SaaS Quick Ratio Calculator

Measure how much new and expansion recurring revenue offsets churn and contraction.

Last reviewed: April 30, 2026Free toolMethodology

SaaS Quick Ratio Calculator

These fields start with sample inputs. Keep them or replace them, then run the tool to show a fresh result.

Number fields accept plain values and common formatted input such as 250000, 250,000, or 1,234.56.

Result

Calculating the sample result.

Why it matters

The SaaS quick ratio is a compact growth-quality signal because it balances revenue creation against revenue loss in one number.

When to use

  • Monitoring recurring revenue efficiency
  • Comparing growth quality across periods
  • Adding context to topline MRR growth

Inputs & Outputs

Inputs

  • New MRR and expansion MRR are the positive recurring revenue adds.
  • Churned MRR and contraction MRR are the negative recurring revenue movements.

Outputs

  • Quick ratio shows positive MRR adds divided by negative MRR losses.
  • Net new MRR shows the absolute recurring revenue change after losses.

Quick ratio formula

Add new MRR and expansion MRR, add churned and contraction MRR, then divide gains by losses.

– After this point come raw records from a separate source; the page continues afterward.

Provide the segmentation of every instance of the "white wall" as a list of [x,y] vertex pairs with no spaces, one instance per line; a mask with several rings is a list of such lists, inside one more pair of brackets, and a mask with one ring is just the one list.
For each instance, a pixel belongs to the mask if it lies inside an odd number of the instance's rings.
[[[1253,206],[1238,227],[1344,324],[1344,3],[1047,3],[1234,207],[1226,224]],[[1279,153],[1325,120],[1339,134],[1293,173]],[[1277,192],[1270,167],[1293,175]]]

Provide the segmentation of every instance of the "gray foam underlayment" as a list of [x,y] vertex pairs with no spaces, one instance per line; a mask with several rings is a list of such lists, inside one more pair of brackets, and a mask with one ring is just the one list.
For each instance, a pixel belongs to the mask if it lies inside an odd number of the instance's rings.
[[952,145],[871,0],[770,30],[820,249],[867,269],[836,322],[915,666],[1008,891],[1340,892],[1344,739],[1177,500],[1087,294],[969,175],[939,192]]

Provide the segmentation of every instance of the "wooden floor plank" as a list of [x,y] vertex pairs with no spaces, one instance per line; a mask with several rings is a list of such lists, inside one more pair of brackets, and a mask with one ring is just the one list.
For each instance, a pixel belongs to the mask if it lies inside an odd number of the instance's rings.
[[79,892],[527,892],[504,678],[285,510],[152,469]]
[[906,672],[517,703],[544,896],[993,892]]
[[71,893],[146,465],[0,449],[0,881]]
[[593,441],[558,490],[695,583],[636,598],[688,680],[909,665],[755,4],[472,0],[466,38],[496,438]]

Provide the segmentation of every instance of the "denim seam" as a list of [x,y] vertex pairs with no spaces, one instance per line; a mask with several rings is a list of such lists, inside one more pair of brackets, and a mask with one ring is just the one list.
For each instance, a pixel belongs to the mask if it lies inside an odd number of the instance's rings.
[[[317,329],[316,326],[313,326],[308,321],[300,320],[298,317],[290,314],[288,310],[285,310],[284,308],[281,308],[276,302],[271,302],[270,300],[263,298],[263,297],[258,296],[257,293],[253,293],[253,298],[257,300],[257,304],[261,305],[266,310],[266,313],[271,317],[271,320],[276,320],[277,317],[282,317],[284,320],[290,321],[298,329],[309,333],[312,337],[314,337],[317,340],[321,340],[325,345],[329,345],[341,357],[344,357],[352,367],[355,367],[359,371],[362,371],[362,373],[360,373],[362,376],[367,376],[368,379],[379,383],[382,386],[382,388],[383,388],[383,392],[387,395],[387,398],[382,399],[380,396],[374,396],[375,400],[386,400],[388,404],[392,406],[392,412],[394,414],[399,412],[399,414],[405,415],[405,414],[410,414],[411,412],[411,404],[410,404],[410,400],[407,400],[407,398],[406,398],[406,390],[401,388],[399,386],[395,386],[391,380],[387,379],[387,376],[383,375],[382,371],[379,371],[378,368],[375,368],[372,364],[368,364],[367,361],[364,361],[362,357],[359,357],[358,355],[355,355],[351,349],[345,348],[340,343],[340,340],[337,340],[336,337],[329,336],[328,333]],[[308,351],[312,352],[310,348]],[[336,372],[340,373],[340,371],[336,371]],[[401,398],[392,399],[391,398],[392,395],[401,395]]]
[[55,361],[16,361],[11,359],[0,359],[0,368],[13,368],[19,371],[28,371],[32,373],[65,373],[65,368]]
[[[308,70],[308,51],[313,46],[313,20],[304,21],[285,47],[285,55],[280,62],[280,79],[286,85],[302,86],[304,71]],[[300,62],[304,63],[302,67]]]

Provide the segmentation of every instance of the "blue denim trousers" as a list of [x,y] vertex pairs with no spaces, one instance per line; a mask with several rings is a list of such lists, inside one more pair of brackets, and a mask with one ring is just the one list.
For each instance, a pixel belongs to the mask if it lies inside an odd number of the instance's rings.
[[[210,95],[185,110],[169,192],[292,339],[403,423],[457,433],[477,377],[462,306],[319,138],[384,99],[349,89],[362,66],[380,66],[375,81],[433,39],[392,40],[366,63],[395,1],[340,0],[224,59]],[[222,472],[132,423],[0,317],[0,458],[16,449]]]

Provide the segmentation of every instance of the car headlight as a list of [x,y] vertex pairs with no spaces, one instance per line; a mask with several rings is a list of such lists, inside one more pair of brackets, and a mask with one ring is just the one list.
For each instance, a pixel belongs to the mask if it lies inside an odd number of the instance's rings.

Quick ratio = (new MRR + expansion MRR) / (churned MRR + contraction MRR)

Worked example

1

Growth quality check

A company adds 110,000 in new MRR and 40,000 in expansion while losing 30,000 to churn and 20,000 to contraction.

Inputs

  • New MRR: 110,000
  • Expansion MRR: 40,000
  • Churned MRR: 30,000
  • Contraction MRR: 20,000

Steps

  • Positive MRR = 150,000
  • Negative MRR = 50,000
  • Quick ratio = 150,000 / 50,000 = 3.0

Result

  • The SaaS quick ratio is 3.0x.

Edge cases & caveats

  • If losses are very small, the ratio can become volatile.
  • Use it alongside absolute net new MRR so scale is not lost.

Frequently Asked Questions

Why is this called a quick ratio?

Because it gives a fast read on whether recurring revenue gains are meaningfully outpacing losses.

Can the ratio be below 1?

Yes. That means revenue losses are outpacing new and expansion revenue.